En otras ocasiones los contribuyentes tratan de localizar una parte relevante de su patrimonio en sociedades de su titularidad. La tenencia por parte del socio de bienes o derechos a través de una sociedad no es a priori una cuestión que de por sí sea susceptible de regularización, siempre que la titularidad y el uso de dicho patrimonio se encuentre amparado en su correspondiente título jurídico y se haya tributado conforme a la verdadera naturaleza de dichas operaciones. No obstante, la experiencia ha permitido perfilar un conjunto de riesgos asociados al remansamiento de rentas en estructuras societarias que en ocasiones se manifiesta en una cierta confusión entre el patrimonio del socio y de la sociedad.

La atención de las necesidades del socio por parte de la sociedad suele abarcar tanto la puesta a disposición de aquel de diversos bienes, entre los que es frecuente encontrar la vivienda (vivienda habitual y viviendas secundarias) y los medios de transporte (coches, yates, aeronaves, etc.), sin estar amparada en ningún contrato de arrendamiento o cesión de uso; como la satisfacción de determinados gastos entre los que se encontrarían los asociados a dichos bienes (mantenimiento y reparaciones) y otros gastos personales del socio (viajes de vacaciones, artículos de lujo, retribuciones del personal doméstico, manutención, etc.).

En ambos supuestos nos encontramos con conductas contrarias a la norma que se deben evitar y que, normalmente, se concretan en no registrar ningún tipo de renta en sede de la persona física (aunque el coste de aspectos privados de su vida es asumido por la sociedad). Por su parte, en la sociedad el único registro respecto de estas partidas suele ser la deducción del gasto y, en su caso, la deducción de las cuotas de IVA soportadas en la adquisición de bienes y servicios que, de haber tenido directamente como destinatarios a un particular fuera de una actividad económica, nunca habrían podido deducirse.
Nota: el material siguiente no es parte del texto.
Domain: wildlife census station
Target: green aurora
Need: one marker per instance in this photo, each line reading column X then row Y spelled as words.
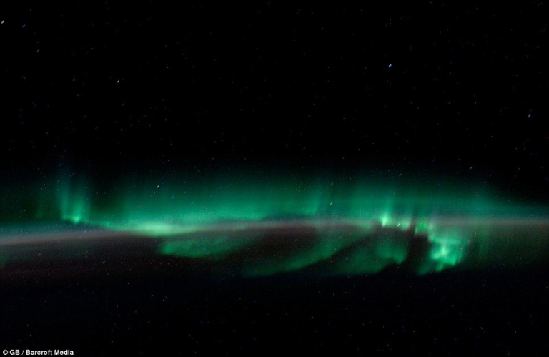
column 355, row 225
En otras ocasiones la utilización por el socio de un bien de la sociedad (generalmente una casa, un vehículo, una embarcación o una aeronave) se ampara jurídicamente en la existencia de un contrato de arrendamiento o cesión de uso. En estos supuestos, a efectos de delimitar las posibles contingencias fiscales, resulta determinante el análisis de los contratos formalizados, para resolver si existiendo un contrato, la valoración de la cesión es correcta conforme al artículo 18 de la LIS.

Especial referencia se debe hacer de conductas más graves que se han detectado en las que se aparentan contratos de arrendamiento entre socio y sociedad, incluso en ocasiones pretendidamente acompañadas de una prestación de servicios propios de la industria hotelera, para intentar amparar la deducción de las cuotas de IVA, lo que ha llevado en determinados casos a considerar la existencia de contratos simulados. O aquellos otros en los que, junto con los riesgos ya apuntados en la primera parte del documento, se trate de compensar en sede de la sociedad interpuesta los ingresos con partidas de gasto, como los antes mencionados, no afectos en modo alguno al ejercicio de la actividad profesional por parte del obligado tributario y que se corresponden con gastos o inversiones propias de su esfera particular.

En definitiva, todas estas conductas podrían llevar aparejadas contingencias regularizables en los Impuestos sobre la Renta de las Personas Físicas, el Impuesto sobre Sociedades, el Impuesto sobre el Valor Añadido y el Impuesto sobre el Patrimonio. Vamos, el «pack» de impuestos completo.

Como ves, la Agencia Tributaria dice claramente por dónde van los tiros y advierte que el foco de la Inspección va a estar puesto en las sociedades profesionales.